Matthew sonrió a Þóra.

—No somos tan rematadamente tontos. Hemos progresado bastante. Lo único que falta en el cuadro es el dinero. ¿Qué puede haber sido de él?

La abogada se encogió de hombros.

—A lo mejor Harald consiguió comprar ese desagradable manuscrito de brujería, eso lo explicaría.

Matthew pasó un rato meditando sobre aquellas palabras.

—Quizá. En realidad lo dudo, porque Páll dijo que pertenecía a la Biblioteca Nacional de Noruega. Esa es además, precisamente, la causa de que la policía no haya llegado hasta el signo: es muy poco conocido; en realidad no lo conoce nadie en este país, con excepción de Páll, que está estudiando en el extranjero. Por eso nunca recurrieron a él para averiguar el origen del signo.

—Pero a lo mejor introdujo el dinero en el país con la intención de comprar información de Páll y conseguir el libro de la biblioteca, y lo asesinaron por causa de alguno de esos supuestos amigos suyos. Se podrían haber quedado con el dinero, ¿no? Hay quien comete un asesinato por mucho menos.

Matthew se mostró de acuerdo. Miró el reloj y luego a Þóra, ensimismado.

—El avión de Francfort aterrizó a las tres y media.

—¡Demonios!—exclamó ella—. Yo no puedo hablar con la madre ahora… es que no puedo. ¿Y si me pregunta por mis hijos? ¿Qué voy a decirle? Pues sí, señora, mi hijo es muy precoz… ¿no se lo había dicho? Va a ser papá.

—Créeme, no estará demasiado interesada en tus hijos —dijo él con tranquilidad.

—No será mucho mejor tener que hablar de ella sobre su propio hijo. ¿Cómo voy a mirarla a la cara y decirle que Harald hizo un trato con el demonio, o casi, para convertir su vida en un infierno y empujarla finalmente a la muerte? —Þóra miró a Matthew, esperando una respuesta constructiva.

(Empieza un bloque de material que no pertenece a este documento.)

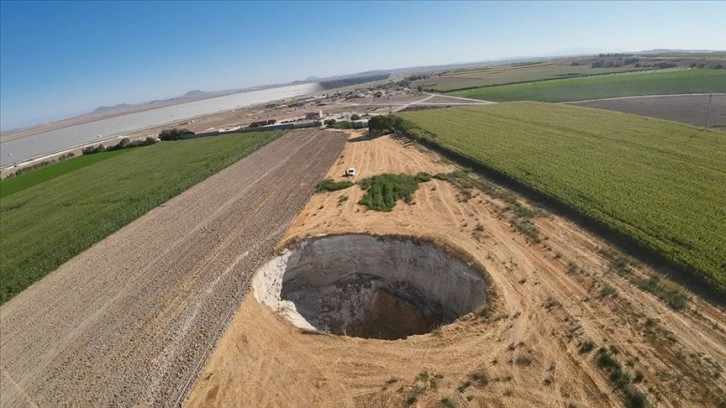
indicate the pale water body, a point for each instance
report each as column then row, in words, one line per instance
column 30, row 147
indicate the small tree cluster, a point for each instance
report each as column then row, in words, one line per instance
column 124, row 143
column 381, row 124
column 173, row 134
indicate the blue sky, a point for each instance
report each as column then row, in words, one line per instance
column 59, row 59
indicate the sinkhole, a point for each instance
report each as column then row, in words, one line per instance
column 360, row 285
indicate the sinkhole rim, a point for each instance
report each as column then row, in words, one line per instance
column 372, row 286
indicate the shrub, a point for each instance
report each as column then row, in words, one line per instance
column 586, row 347
column 173, row 134
column 331, row 185
column 384, row 190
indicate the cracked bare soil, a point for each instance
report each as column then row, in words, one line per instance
column 131, row 320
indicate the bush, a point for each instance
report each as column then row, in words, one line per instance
column 586, row 347
column 382, row 124
column 124, row 143
column 344, row 124
column 384, row 190
column 173, row 134
column 635, row 399
column 330, row 185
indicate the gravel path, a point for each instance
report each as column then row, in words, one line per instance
column 131, row 320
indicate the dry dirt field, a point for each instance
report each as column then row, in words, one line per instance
column 526, row 352
column 689, row 109
column 130, row 321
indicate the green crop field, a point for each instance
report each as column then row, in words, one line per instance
column 35, row 177
column 509, row 75
column 659, row 183
column 606, row 86
column 47, row 224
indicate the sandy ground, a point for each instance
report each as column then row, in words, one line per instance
column 131, row 320
column 690, row 109
column 528, row 346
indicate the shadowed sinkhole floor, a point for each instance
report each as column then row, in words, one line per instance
column 374, row 287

—Seré yo quien se lo comunique, no te inquietes. Pero no te librarás de hablar con ella. Si no lo haces hoy tendrás que hacerlo mañana. Esa mujer ha hecho este largo viaje solamente para hablar contigo, ¿recuerdas? Cuando me dijo que quería conocerte personalmente y tener una charla contigo en privado, su voz era más débil de lo que se la he oído jamás. No tienes por qué tener ningún miedo.

Þóra tuvo la sensación de que Matthew no sonaba del todo convincente.

—Llamarán cuando lleguen al hotel. —Miró el reloj—. Probablemente dentro de muy poco. Si lo prefieres, puedo llamarlas yo.

Uff. Quien golpea primero, golpea dos veces. Þóra no podía permitirse que la pillaran desprevenida.

—Sí, llama tú —le dijo rápidamente, aunque al momento añadió—: ¡No, no lo hagas!

Antes de que pudiese volver a cambiar de opinión, sonó el móvil de Matthew. Þóra exhaló un suspiro mientras él cogía el teléfono, lo miraba y decía:

—Son ellas —apretó el botón de respuesta y dijo—: Hola. Soy Matthew.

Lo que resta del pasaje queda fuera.